HHS requires 5% prior authorization across Medicare and Medicaid. However, some procedures may not be helpful or necessary for patients, but are lucrative for doctors, and HHS was “being ripped off” by Medicare fraud, Kennedy said.

AI is “supposed to allow us to detect fraud early” in health care, Kennedy said. “There’s probably kinks in the system. I will work with you to try to straighten that out.”

Kennedy conceded that the PA process also should have a human supervisor who checks the circumstances when prior authorization is denied.

What needs improvement now

If WISeR’s prior authorizations must continue, Cantwell wrote a letter to Kennedy demanding commitments to a streamlined procedure as follows:

  • Require contractors administering WISeR to respond to standard claims within 72 hours and urgent claims within 24 hours.
  • Require that any denial issued through WISeR include a written explanation authored by a human reviewer, not artificial intelligence.
  • Prohibit contractors administering WISeR from assigning appeals to individual billing staff, rather than the responsible provider or facility.
  • Improve transparency by publicly reporting the number of denials issued through WISeR and the financial gains realized by contractors administering the program.
  • Prohibit contractors administering WISeR from denying care when a patient’s medical team has documented that reasonable alternatives have been considered and ruled out.
  • Before expanding the WISeR program, provide Congress with a written analysis of the results of the pilot program.

Cutting through red tape

Along with Landsman from Ohio, DelBene has criticized the human cost to beneficiaries in Washington. They were joined in a statement by Rep. Frank Pallone (D-New Jersey).
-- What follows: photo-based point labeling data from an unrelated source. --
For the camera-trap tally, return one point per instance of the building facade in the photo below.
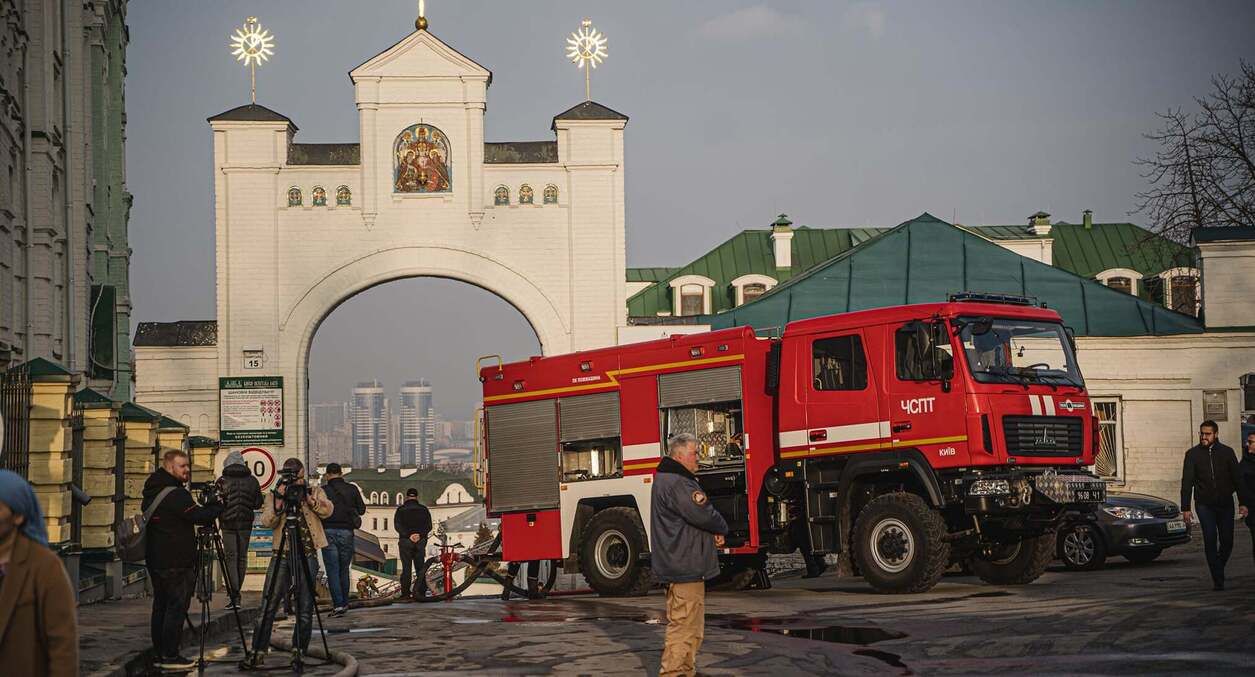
(64, 206)
(370, 420)
(417, 423)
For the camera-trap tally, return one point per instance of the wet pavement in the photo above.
(1158, 618)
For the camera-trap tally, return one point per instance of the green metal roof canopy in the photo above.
(925, 260)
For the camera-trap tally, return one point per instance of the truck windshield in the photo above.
(1013, 351)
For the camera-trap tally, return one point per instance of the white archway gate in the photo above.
(304, 226)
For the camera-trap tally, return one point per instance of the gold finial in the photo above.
(586, 48)
(252, 45)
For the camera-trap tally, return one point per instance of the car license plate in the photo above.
(1089, 495)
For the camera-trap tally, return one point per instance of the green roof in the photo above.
(749, 251)
(1089, 251)
(925, 260)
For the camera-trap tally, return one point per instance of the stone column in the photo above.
(141, 452)
(50, 465)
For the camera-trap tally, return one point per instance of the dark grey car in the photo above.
(1133, 525)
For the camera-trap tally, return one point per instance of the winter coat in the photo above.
(683, 525)
(1211, 475)
(241, 496)
(348, 504)
(38, 629)
(412, 518)
(171, 533)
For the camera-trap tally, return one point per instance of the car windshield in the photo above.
(1012, 351)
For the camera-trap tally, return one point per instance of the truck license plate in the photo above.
(1089, 495)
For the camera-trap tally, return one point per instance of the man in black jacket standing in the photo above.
(1211, 475)
(347, 516)
(241, 496)
(170, 552)
(413, 523)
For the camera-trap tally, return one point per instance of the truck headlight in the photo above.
(989, 487)
(1127, 513)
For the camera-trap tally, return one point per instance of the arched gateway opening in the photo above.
(390, 372)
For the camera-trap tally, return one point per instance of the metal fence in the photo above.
(15, 410)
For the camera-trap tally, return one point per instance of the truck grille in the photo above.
(1043, 435)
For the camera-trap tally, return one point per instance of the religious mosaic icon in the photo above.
(421, 161)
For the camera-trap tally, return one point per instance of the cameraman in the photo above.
(338, 555)
(314, 506)
(241, 495)
(170, 550)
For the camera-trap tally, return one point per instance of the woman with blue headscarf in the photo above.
(38, 624)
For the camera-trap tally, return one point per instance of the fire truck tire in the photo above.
(900, 544)
(614, 540)
(1017, 565)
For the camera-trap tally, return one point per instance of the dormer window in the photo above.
(1121, 279)
(690, 295)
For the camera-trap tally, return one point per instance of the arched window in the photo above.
(422, 161)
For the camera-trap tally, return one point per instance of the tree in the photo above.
(1204, 172)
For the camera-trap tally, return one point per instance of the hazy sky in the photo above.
(836, 113)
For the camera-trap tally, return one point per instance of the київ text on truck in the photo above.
(909, 437)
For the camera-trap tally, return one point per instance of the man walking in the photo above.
(684, 531)
(1211, 475)
(1248, 472)
(347, 516)
(241, 496)
(413, 523)
(170, 553)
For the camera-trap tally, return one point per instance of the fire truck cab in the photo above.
(907, 437)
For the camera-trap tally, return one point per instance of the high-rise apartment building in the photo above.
(369, 416)
(417, 423)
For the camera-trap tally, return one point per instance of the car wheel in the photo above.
(1081, 548)
(1143, 557)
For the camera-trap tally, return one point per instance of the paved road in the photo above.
(1158, 618)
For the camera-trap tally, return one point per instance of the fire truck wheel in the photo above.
(1017, 564)
(614, 540)
(900, 544)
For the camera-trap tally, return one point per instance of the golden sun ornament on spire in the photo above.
(252, 45)
(586, 48)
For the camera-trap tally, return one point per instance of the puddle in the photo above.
(806, 628)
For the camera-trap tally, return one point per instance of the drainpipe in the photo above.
(68, 146)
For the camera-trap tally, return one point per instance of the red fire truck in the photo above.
(909, 437)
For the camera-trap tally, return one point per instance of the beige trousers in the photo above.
(685, 627)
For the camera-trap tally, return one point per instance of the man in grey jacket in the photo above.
(684, 531)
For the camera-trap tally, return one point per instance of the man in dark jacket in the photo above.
(170, 550)
(1211, 475)
(347, 516)
(684, 531)
(413, 523)
(1248, 469)
(241, 496)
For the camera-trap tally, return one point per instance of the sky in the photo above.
(861, 113)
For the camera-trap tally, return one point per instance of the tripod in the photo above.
(208, 548)
(293, 555)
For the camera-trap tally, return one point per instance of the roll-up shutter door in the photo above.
(700, 387)
(522, 455)
(589, 417)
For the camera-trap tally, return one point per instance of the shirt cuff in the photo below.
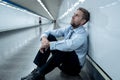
(45, 35)
(52, 45)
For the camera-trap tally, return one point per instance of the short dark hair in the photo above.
(86, 14)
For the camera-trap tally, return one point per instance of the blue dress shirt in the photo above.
(77, 41)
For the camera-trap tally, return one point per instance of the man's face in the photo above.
(77, 19)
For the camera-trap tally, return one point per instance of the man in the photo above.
(67, 54)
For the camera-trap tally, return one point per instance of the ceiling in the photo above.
(34, 6)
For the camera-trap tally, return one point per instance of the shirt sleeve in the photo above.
(68, 45)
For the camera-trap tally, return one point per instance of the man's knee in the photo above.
(51, 37)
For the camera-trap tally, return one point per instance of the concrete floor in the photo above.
(21, 64)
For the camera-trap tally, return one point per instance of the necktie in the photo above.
(69, 34)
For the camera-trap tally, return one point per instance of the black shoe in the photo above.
(30, 75)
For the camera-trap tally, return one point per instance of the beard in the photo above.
(74, 25)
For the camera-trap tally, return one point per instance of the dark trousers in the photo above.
(67, 61)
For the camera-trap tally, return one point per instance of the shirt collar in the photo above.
(76, 29)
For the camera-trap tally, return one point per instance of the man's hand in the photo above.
(44, 44)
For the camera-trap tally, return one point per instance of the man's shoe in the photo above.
(30, 75)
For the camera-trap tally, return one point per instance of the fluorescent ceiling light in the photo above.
(16, 8)
(70, 9)
(45, 8)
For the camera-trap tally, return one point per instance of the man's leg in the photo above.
(40, 60)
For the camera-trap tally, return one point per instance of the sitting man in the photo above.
(67, 54)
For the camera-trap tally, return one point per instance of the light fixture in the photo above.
(45, 8)
(72, 8)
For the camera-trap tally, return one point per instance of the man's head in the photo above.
(80, 17)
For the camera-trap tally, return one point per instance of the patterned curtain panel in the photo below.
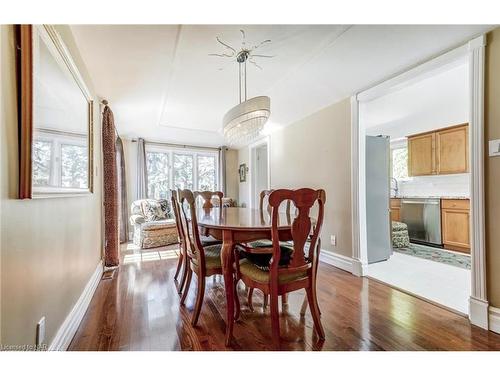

“WISeR is a dangerous program that is denying care to Medicare patients so companies can profit,” DelBene said. “This program implements the same flawed prior authorization scheme from Medicare Advantage into traditional Medicare. If scaled up, it would be a back door to privatizing Medicare. It is causing needless delays, worsening conditions, and costing us more in the long run. Congress needs to step up and put an end to WISeR.”

Pallone praised the efforts to cut through “an enormous red tape barrier” now blocking access to care for potentially millions of people. “We should be making it easier for Seniors on Medicare to get the care they need, not harder,” he said.